Le marché obligataire souverain euro libellé en dollars reste limité
L’émission d’obligations en devises non locales est assez courante côté entreprise et pays émergents. En zone euro certains Etats, à l’instar de l’Italie hier, recourent également à ce type de financement. Mais leur volume reste limité: 14,2 milliards de dollars d’obligations en circulation (hors dernière émission italienne). Et tous les pays ne sont pas présents sur ce marché.

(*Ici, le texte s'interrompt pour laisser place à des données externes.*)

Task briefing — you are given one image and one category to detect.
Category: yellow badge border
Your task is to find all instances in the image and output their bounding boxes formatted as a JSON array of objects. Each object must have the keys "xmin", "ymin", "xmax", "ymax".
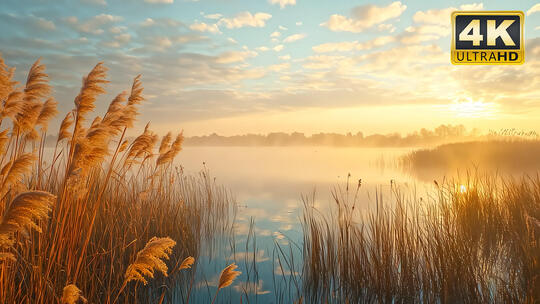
[{"xmin": 450, "ymin": 11, "xmax": 525, "ymax": 65}]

«Ce sont plutôt les pays avec des besoins de financements petits et moyens qui émettent en dollars», indique Olivier Vion, managing director origination et syndication supranationaux, souverains et agences chez Société Générale CIB. Cette année, avant l’opération réalisée par l’Italie, il n’y avait pas encore eu d’émission dans cette devise. Parmi ces pays, on trouve l’Autriche (uniquement des bons de trésorerie), la Belgique, la Finlande ou le Portugal. L’Espagne a émis en 2014, en pleine crise de l’euro, une obligation de 300 millions de dollars. «Les pays qui ont d’importants besoins n’émettent qu’en euro car le marché fonctionne de façon satisfaisante», souligne Olivier Vion.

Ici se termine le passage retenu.